A cache of size-five women's shoes has little fungible value to hapless investors in Scott Rothstein's Ponzi scheme.

But the mindless shopping sprees, even as Scott's illicit contrivance was imploding, offer a stunning measure of just how little remorse the Rothsteins felt.

Remember Halloween weekend? Fort Lauderdale was abuzz with rumors -- true as it turned out -- that Scott had absconded to Morocco, a preferred destination for wealthy fugitives looking for a refuge with no U.S. extradition treaty, where he could hide from ripped-off investors, business partners and law clients with looted trust funds.

It should have been apparent all along, but by Halloween weekend it was plenty obvious.

The billionaire lifestyle enjoyed by Scott and Kim Rothstein was the stuff of plunder. The mansions, restaurants, cars, yachts, jewelry, the $41,924.89 in purchases from the Zola Keller dress shop on Las Olas Boulevard -- all purchased from the proceeds of a brazen theft.

he week her husband absconded to Morocco, according to Kim's Feb. 18 deposition taken by bankruptcy attorneys sorting through the looted assets, our Lil' Imelda ordered $4,785 worth of shoes from XTC in Melrose, Calif.

On Halloween weekend, she went shoe shopping at Nordstrom. (The Sun Sentinel identified the purchases as Gucci and Jimmy Choo platforms.)

The attorneys cited credit card records indicating a $1,600 purchase at Zola Keller's on Oct. 28 and another $3,445 there on Nov. 2, the day before hubby slouched back from Africa (on a private jet, not a penitent riding coach).

The deposition offers an epic study into a season of conspicuous consumption, sprinkled with Gucci and Coach and Louis Vuitton.

On Wednesday, bankruptcy lawyer Paul Singerman filed a lawsuit against Kim Rothstein, claiming, ``During the years 2006 through 2009, Mrs.

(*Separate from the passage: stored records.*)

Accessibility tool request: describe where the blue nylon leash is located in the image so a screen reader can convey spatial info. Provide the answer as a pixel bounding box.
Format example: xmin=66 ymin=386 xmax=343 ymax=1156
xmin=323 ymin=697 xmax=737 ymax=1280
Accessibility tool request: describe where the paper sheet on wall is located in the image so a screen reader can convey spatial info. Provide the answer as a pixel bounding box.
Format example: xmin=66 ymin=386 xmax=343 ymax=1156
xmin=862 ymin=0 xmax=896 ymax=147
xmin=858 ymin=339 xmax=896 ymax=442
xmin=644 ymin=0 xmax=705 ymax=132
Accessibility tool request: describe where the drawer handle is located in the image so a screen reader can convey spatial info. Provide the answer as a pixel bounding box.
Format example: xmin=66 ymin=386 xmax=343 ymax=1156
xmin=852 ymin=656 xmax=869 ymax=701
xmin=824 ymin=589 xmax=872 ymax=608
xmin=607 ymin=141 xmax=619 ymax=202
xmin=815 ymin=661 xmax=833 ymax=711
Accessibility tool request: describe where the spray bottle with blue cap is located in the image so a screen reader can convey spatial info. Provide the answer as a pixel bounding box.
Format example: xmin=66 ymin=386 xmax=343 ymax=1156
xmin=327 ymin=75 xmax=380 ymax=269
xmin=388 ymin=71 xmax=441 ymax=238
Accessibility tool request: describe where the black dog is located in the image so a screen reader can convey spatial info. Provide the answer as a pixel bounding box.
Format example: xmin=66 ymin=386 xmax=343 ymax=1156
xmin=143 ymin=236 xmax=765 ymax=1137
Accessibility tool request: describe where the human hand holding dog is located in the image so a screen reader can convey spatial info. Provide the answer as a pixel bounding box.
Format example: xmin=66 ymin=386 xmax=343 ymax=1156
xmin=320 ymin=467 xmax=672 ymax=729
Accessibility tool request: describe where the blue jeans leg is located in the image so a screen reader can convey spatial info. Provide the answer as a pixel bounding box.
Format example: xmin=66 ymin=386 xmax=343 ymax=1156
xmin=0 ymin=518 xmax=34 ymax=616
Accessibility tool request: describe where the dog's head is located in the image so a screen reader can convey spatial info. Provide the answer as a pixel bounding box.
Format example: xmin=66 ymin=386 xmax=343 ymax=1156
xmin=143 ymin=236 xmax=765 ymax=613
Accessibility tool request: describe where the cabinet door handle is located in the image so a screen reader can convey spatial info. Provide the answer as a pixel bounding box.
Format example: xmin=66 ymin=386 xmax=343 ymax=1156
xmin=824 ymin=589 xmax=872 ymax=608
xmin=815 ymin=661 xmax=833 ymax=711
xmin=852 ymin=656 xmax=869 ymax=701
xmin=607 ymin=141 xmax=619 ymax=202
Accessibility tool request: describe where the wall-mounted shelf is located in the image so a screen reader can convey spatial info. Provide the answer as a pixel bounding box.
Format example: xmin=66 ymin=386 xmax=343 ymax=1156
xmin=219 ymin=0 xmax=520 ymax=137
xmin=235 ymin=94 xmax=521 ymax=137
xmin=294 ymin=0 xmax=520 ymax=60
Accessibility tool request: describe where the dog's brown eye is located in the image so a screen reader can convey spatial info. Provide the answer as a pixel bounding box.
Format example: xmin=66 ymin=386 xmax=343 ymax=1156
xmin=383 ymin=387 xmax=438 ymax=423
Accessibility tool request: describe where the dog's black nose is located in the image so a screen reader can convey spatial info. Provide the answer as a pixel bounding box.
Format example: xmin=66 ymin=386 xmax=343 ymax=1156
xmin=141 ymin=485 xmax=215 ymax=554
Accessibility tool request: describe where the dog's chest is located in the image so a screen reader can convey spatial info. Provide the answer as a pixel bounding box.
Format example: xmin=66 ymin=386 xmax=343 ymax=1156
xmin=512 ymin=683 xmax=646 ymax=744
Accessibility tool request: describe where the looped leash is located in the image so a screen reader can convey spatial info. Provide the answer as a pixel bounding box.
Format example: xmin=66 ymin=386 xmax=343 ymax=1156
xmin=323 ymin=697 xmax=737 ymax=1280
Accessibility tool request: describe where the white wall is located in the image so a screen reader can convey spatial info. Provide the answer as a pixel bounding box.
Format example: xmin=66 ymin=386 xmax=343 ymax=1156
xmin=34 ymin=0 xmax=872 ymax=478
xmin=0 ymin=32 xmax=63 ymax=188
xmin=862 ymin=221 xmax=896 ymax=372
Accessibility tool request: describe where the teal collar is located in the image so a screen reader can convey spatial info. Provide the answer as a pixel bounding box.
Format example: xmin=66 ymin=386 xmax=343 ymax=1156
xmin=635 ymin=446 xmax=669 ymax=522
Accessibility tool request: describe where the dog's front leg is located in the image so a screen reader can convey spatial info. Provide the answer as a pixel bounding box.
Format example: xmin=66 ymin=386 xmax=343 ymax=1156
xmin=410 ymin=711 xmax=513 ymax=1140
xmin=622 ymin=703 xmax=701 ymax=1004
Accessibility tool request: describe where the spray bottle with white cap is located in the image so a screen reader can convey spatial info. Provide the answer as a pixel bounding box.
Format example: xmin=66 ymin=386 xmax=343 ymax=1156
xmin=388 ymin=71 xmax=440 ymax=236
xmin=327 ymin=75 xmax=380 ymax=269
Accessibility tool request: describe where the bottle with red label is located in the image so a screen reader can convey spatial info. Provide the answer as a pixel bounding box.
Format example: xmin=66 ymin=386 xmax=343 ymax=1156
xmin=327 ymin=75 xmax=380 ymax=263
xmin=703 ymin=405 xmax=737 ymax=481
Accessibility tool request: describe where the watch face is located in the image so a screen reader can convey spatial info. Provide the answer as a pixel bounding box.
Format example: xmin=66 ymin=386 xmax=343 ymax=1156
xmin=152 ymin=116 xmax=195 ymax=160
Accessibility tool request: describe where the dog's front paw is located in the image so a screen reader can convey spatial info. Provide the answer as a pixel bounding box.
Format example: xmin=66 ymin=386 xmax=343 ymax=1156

Rothstein charged $880,609.77 . . . for purely personal expenses including, but not limited to: jewelry, clothing, shoes, handbags, leather goods, plastic surgery treatments, eyewear, electronics, local hotel room and spa charges, household furnishings, home gym equipment, vacations and personal travel, athletic club charges, groceries, charitable contributions, personal meals, general household and other items.''

``I've been involved in bankruptcy law for 27 years,'' Singerman told me Wednesday. ``But the offensiveness of so many aspects of this case, the manner in which people who by any standards should know better, has been unprecedented.''

Kim's husband came back from Morocco and pleaded guilty to scamming investors of $1.2 billion. But Kim, according to her deposition, has been allowed to stay in the Isla Bahia mansion and keep her Cadillac Escalade and adjust to a downsized life that would be the envy of most non-millionaires.

Among other signs that Kim hasn't quite recoiled in the utter shame of it all: She told the bankruptcy lawyers she spent $4,000 to retain a publicist.

Her publicist should have told her: Show some remorse. For starters, fire the damn publicist.